You can link glossary terms and OKRs to your data products directly to improve understanding, apply policies, and associate your data products with your business' goals.

Critical data elements are added automatically when assets in your data product are mapped to critical data elements. For more information, see the critical data elements article.

Add linked resources

  1. On the data products page, select the data product you want to add terms or OKRs to.

  2. Under Glossary terms or OKRs select the + or the Add button.

    Screenshot of a data product detail page with the buttons to add OKRs and Glossary terms highlighted.

  3. Search for your terms or ORKs using keywords, governance domain, or by using the filters by selecting the filter button.

  4. Select any you want to add to the data product.

  5. Select the Add button.

  6. You can now see the term or OKR in the list for your data products.

Remove linked resources

  1. On the data products page, select the data product you want to remove terms or OKRs from.
  2. Under Glossary terms or OKRs, find the item you want to remove, and select its ellipsis button.
  3. Select Remove.

Note

Critical data elements are added automatically based on the assets in your data product. For more information about managing critical data elements, see the critical data elements article.

Terms of use

  1. On the data products page, select the data product you want to manage terms of use for.

  2. Select the terms of use attribute.

    Screenshot of a data product detail page with the terms of use attribute highlighted.

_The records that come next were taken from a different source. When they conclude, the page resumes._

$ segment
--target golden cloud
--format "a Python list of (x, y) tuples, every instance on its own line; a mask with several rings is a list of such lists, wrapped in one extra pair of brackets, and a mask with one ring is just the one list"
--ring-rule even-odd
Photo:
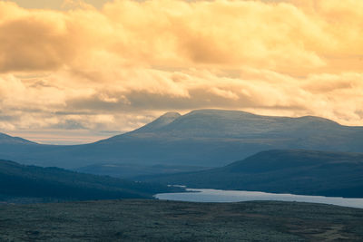
[(0, 1), (0, 128), (123, 130), (198, 108), (361, 124), (361, 1), (65, 4)]

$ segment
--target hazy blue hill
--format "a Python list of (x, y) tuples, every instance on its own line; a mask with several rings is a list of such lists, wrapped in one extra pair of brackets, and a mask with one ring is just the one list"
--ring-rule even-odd
[(6, 144), (16, 145), (16, 144), (35, 144), (35, 143), (19, 137), (13, 137), (0, 132), (0, 145), (6, 145)]
[(363, 154), (269, 150), (222, 168), (143, 180), (190, 188), (363, 198)]
[(162, 185), (0, 160), (0, 197), (62, 200), (142, 198), (170, 190), (171, 188)]
[(0, 158), (67, 169), (94, 164), (221, 167), (275, 149), (363, 152), (362, 140), (363, 127), (319, 117), (200, 110), (185, 115), (168, 112), (136, 131), (92, 144), (0, 145)]

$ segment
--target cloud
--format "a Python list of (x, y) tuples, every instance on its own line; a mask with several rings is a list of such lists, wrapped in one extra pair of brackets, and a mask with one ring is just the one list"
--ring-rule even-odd
[(359, 125), (363, 3), (0, 1), (0, 129), (131, 130), (166, 111)]

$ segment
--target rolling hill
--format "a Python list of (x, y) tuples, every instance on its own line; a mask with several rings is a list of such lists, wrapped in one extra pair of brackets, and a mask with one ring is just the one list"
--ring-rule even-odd
[(319, 117), (199, 110), (185, 115), (168, 112), (138, 130), (91, 144), (0, 144), (0, 158), (66, 169), (119, 164), (221, 167), (275, 149), (363, 152), (362, 140), (363, 127)]
[(222, 168), (139, 179), (189, 188), (363, 198), (363, 154), (269, 150)]
[(0, 200), (151, 198), (177, 188), (0, 160)]

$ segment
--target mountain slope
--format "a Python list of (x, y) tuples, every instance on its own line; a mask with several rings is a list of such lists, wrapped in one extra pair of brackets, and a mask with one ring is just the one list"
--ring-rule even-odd
[(190, 188), (363, 198), (363, 154), (269, 150), (222, 168), (140, 179)]
[(319, 117), (270, 117), (200, 110), (167, 113), (136, 131), (76, 146), (0, 145), (0, 158), (77, 169), (93, 164), (219, 167), (261, 150), (363, 152), (363, 127)]
[(5, 145), (5, 144), (16, 145), (16, 144), (35, 144), (35, 143), (19, 137), (13, 137), (0, 132), (0, 145)]
[(0, 160), (0, 195), (64, 200), (152, 198), (170, 188)]

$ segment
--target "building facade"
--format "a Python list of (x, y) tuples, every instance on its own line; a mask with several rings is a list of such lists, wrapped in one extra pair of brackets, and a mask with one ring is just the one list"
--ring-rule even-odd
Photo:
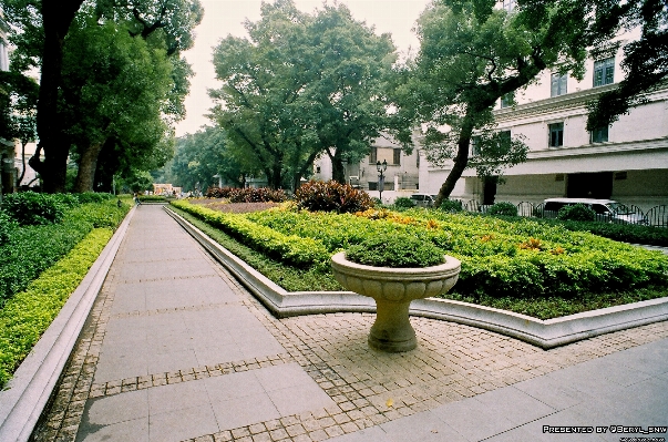
[[(415, 147), (418, 146), (415, 145)], [(384, 136), (374, 140), (370, 154), (361, 162), (345, 164), (346, 182), (368, 192), (373, 197), (380, 197), (378, 162), (387, 164), (387, 169), (383, 171), (383, 202), (391, 203), (399, 196), (410, 196), (418, 192), (420, 188), (418, 148), (413, 148), (411, 154), (407, 154), (399, 144)], [(318, 181), (331, 179), (332, 167), (329, 156), (322, 155), (316, 161), (312, 177)]]
[[(588, 60), (582, 81), (544, 71), (514, 100), (500, 100), (497, 130), (522, 135), (528, 158), (505, 169), (501, 183), (484, 183), (466, 169), (451, 197), (479, 204), (610, 198), (644, 210), (668, 204), (668, 84), (610, 126), (586, 130), (587, 102), (623, 80), (621, 58), (621, 48), (613, 45)], [(420, 188), (438, 193), (450, 169), (424, 158), (421, 164)]]

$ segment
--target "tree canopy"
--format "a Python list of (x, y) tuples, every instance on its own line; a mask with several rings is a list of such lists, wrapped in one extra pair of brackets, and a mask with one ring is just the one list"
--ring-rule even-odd
[[(17, 45), (12, 69), (41, 69), (39, 144), (30, 164), (47, 192), (64, 189), (71, 153), (79, 192), (93, 189), (100, 155), (124, 157), (102, 162), (115, 167), (168, 160), (168, 124), (185, 115), (192, 75), (179, 51), (192, 45), (202, 20), (198, 0), (6, 3)], [(114, 172), (104, 171), (107, 177)]]
[(230, 35), (215, 49), (223, 88), (210, 91), (213, 116), (269, 186), (296, 188), (323, 153), (342, 175), (342, 161), (368, 154), (381, 131), (408, 132), (388, 113), (393, 44), (345, 6), (309, 16), (290, 0), (264, 3), (246, 29), (249, 40)]
[(229, 186), (244, 187), (246, 176), (253, 172), (230, 154), (225, 131), (206, 126), (176, 140), (176, 153), (166, 165), (165, 178), (186, 191), (194, 189), (197, 183), (199, 189), (218, 185), (218, 177)]
[[(555, 66), (583, 74), (586, 51), (580, 43), (574, 3), (544, 2), (508, 13), (494, 1), (434, 1), (420, 17), (420, 52), (400, 88), (402, 113), (428, 127), (424, 148), (436, 164), (454, 164), (436, 204), (448, 198), (470, 166), (470, 144), (479, 135), (473, 164), (499, 174), (503, 164), (524, 161), (521, 140), (495, 136), (492, 110), (499, 99), (535, 81)], [(446, 130), (443, 130), (443, 129)]]

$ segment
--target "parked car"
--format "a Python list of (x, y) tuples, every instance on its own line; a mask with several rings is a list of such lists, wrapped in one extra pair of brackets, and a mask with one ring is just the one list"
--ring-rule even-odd
[(634, 212), (621, 203), (613, 199), (594, 198), (547, 198), (544, 202), (543, 216), (545, 218), (556, 218), (557, 213), (564, 206), (574, 206), (582, 204), (590, 208), (596, 214), (596, 219), (607, 223), (621, 224), (649, 224), (647, 216)]
[(433, 207), (433, 205), (434, 205), (434, 203), (436, 201), (436, 195), (412, 194), (411, 195), (411, 201), (418, 207)]

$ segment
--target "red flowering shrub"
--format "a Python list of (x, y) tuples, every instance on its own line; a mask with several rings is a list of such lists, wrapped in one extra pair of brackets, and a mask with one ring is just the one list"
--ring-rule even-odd
[(299, 208), (309, 212), (356, 213), (373, 207), (373, 201), (364, 191), (336, 181), (310, 181), (295, 193)]

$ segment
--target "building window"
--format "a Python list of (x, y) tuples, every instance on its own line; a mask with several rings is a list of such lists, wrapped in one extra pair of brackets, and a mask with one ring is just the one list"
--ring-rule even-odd
[(511, 107), (515, 104), (515, 93), (510, 92), (501, 97), (501, 109)]
[(565, 94), (568, 84), (568, 74), (559, 75), (558, 73), (552, 74), (552, 91), (549, 96), (558, 96)]
[(549, 147), (564, 145), (564, 123), (549, 124)]
[(615, 82), (615, 58), (594, 62), (594, 88), (605, 86)]
[(608, 126), (598, 127), (589, 133), (592, 143), (605, 143), (608, 141)]

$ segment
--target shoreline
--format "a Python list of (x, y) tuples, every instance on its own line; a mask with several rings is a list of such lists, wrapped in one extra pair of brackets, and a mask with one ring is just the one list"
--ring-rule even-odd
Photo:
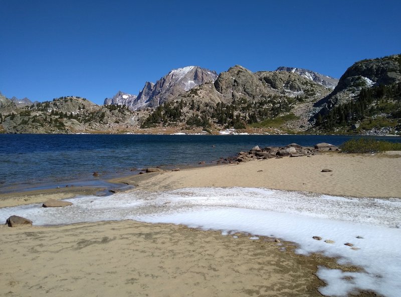
[[(334, 162), (327, 159), (333, 158), (335, 159)], [(386, 160), (387, 162), (384, 162), (384, 166), (381, 166), (381, 162), (377, 162), (380, 160), (382, 161)], [(376, 162), (371, 164), (372, 160)], [(392, 162), (391, 160), (395, 162)], [(339, 163), (339, 161), (341, 162)], [(370, 162), (370, 166), (364, 166), (365, 161)], [(341, 170), (341, 167), (343, 165), (347, 167), (345, 171)], [(321, 169), (325, 166), (331, 167), (334, 170), (332, 172), (321, 173)], [(354, 168), (351, 168), (352, 167)], [(307, 171), (305, 174), (303, 172), (300, 174), (298, 169), (304, 167)], [(105, 179), (104, 181), (115, 185), (117, 189), (123, 188), (124, 185), (135, 187), (130, 191), (141, 190), (156, 192), (180, 188), (240, 187), (341, 197), (387, 199), (401, 197), (401, 185), (396, 187), (398, 168), (401, 168), (401, 152), (390, 152), (371, 155), (326, 152), (310, 157), (259, 160), (240, 164), (212, 163), (200, 166), (194, 165), (185, 166), (183, 169), (174, 172), (166, 170), (160, 173), (144, 174), (127, 173), (120, 177)], [(391, 171), (388, 171), (389, 169)], [(358, 172), (364, 171), (369, 173), (373, 170), (376, 173), (371, 175), (381, 177), (379, 180), (375, 181), (375, 179), (373, 178), (370, 179), (370, 182), (364, 181), (362, 183), (365, 185), (363, 186), (360, 183), (355, 183), (355, 181), (347, 180), (350, 175), (356, 175)], [(260, 170), (262, 172), (258, 172)], [(298, 174), (296, 174), (297, 171)], [(138, 171), (140, 171), (138, 170)], [(286, 176), (286, 171), (290, 174)], [(199, 174), (201, 176), (199, 176)], [(249, 176), (247, 177), (246, 175), (251, 176), (251, 178)], [(389, 178), (384, 178), (386, 175), (389, 176)], [(196, 178), (188, 177), (188, 175), (196, 176)], [(368, 175), (365, 173), (363, 177), (366, 178)], [(316, 180), (318, 179), (319, 181)], [(317, 183), (318, 181), (320, 185)], [(342, 186), (341, 184), (343, 184)], [(0, 208), (42, 203), (49, 199), (63, 200), (77, 196), (98, 196), (97, 193), (103, 191), (105, 194), (105, 191), (111, 189), (111, 187), (104, 186), (60, 187), (1, 193)]]
[[(108, 181), (136, 187), (115, 197), (129, 198), (131, 193), (141, 195), (144, 200), (176, 189), (221, 187), (236, 191), (234, 186), (381, 197), (390, 201), (390, 197), (401, 197), (401, 185), (396, 182), (400, 157), (399, 152), (374, 156), (325, 152), (310, 157), (216, 165), (124, 176)], [(321, 172), (326, 168), (332, 171)], [(80, 192), (81, 190), (83, 192)], [(31, 197), (42, 203), (49, 198), (93, 195), (94, 190), (62, 188), (13, 193), (7, 200), (0, 200), (0, 208), (32, 203)], [(196, 193), (196, 189), (192, 191)], [(112, 199), (113, 196), (109, 197)], [(105, 198), (99, 198), (99, 200)], [(336, 197), (333, 198), (335, 201)], [(56, 210), (46, 211), (52, 213)], [(0, 261), (5, 263), (0, 268), (0, 294), (11, 292), (16, 295), (39, 296), (53, 292), (66, 297), (105, 293), (156, 296), (288, 293), (317, 296), (321, 295), (322, 288), (328, 287), (330, 283), (322, 276), (324, 270), (321, 267), (341, 273), (363, 272), (364, 269), (357, 265), (339, 263), (338, 256), (332, 254), (328, 256), (319, 251), (319, 244), (329, 249), (330, 244), (314, 239), (309, 240), (312, 244), (318, 245), (316, 252), (305, 256), (296, 252), (299, 243), (288, 241), (285, 236), (276, 237), (274, 233), (268, 233), (272, 235), (269, 237), (232, 229), (235, 232), (232, 233), (165, 222), (149, 224), (125, 220), (16, 228), (0, 226), (3, 235), (0, 236)], [(313, 233), (307, 237), (321, 235), (324, 240), (334, 236)], [(343, 245), (345, 240), (366, 249), (362, 241), (355, 242), (358, 240), (355, 239), (357, 233), (355, 233), (353, 239), (343, 235), (331, 239), (338, 242), (340, 249), (349, 250), (349, 247)], [(17, 242), (19, 243), (15, 244)], [(6, 247), (11, 245), (13, 249)], [(25, 269), (27, 261), (29, 270)], [(346, 278), (341, 279), (347, 281)], [(354, 290), (352, 293), (375, 295), (368, 289)]]

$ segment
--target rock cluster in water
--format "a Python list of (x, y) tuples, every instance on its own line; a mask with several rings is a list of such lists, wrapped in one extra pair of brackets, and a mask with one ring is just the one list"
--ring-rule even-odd
[(333, 144), (322, 142), (314, 147), (302, 146), (297, 143), (290, 143), (285, 146), (266, 146), (261, 148), (258, 145), (253, 147), (249, 152), (240, 152), (236, 157), (221, 158), (218, 164), (234, 164), (252, 161), (254, 160), (280, 158), (283, 157), (297, 157), (311, 156), (319, 151), (340, 150)]

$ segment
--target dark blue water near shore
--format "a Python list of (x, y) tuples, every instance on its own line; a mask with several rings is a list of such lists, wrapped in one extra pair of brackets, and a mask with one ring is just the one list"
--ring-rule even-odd
[[(38, 185), (104, 180), (132, 168), (210, 163), (255, 145), (321, 142), (339, 145), (353, 136), (0, 134), (0, 193)], [(376, 137), (401, 142), (401, 137)], [(100, 177), (92, 176), (98, 172)]]

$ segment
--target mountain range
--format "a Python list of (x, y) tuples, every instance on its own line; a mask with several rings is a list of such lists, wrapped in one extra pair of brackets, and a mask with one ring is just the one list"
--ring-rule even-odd
[(146, 82), (137, 95), (119, 91), (104, 104), (125, 104), (132, 110), (154, 107), (195, 86), (214, 82), (217, 76), (216, 72), (198, 66), (173, 69), (156, 83)]
[(33, 103), (0, 95), (0, 130), (19, 133), (251, 133), (386, 134), (401, 131), (401, 55), (354, 63), (339, 80), (280, 67), (218, 74), (173, 69), (137, 95), (119, 91), (99, 106), (62, 97)]

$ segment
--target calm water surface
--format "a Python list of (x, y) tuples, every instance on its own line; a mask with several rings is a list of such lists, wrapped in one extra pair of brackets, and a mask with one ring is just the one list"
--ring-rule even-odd
[[(259, 146), (296, 142), (338, 145), (354, 136), (0, 134), (0, 193), (102, 181), (132, 173), (133, 168), (211, 163)], [(376, 137), (401, 142), (401, 137)], [(98, 172), (99, 177), (92, 176)], [(100, 181), (100, 182), (99, 182)]]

  3. To add more terms of use:

    1. Select the + Add link button.
    2. (Optionally) Choose a particular data asset to link the use to.
    3. Provide a friendly name for the terms.
    4. Provide the link to the terms of use.
    5. Select Create.
    6. Select Done.
  4. To remove any terms of use:

    1. Hover over the term you want to remove.
    2. Select the trashcan remove button.
  5. Once you've made your edits, select the Done button.

Documentation

  1. On the data products page, select the data product you want to manage documentation for.

  2. Select the documentation attribute.

    Screenshot of a data product detail page with the documentation attribute highlighted.

  3. To add more documentation:

    1. Select the + Add link button.
    2. (Optionally) Choose a particular data asset to link the documentation to.
    3. Provide a friendly name for the documentation.
    4. Provide the link to the documentation.
    5. Select Create.
    6. Select Done.
  4. To remove any documentation:

    1. Hover over the documentation you want to remove.
    2. Select the trashcan remove button.
  5. Once you've made your edits, select the Done button.

Endorse a data product

As a Microsoft Purview Data Catalog grows in size, it's important for data consumers to understand what data they can trust. Data consumers need to know if a data product meets their organization's quality standards and can be regarded as reliable.

Data product owners can now set the 'Endorsed' flag for their data products to indicate that they have certified their data products, and build confidence in the quality of their data product.

To endorse a data product, you need data product owner permissions.

  1. On your data product page, select the Edit button.

  2. Select Details.

  3. Select the Mark as 'Endorsed' button.

    Screenshot of the edit page for a governance domain under the business details tab with the mark as endorsed button highlighted.

  4. To save your changes, select Save.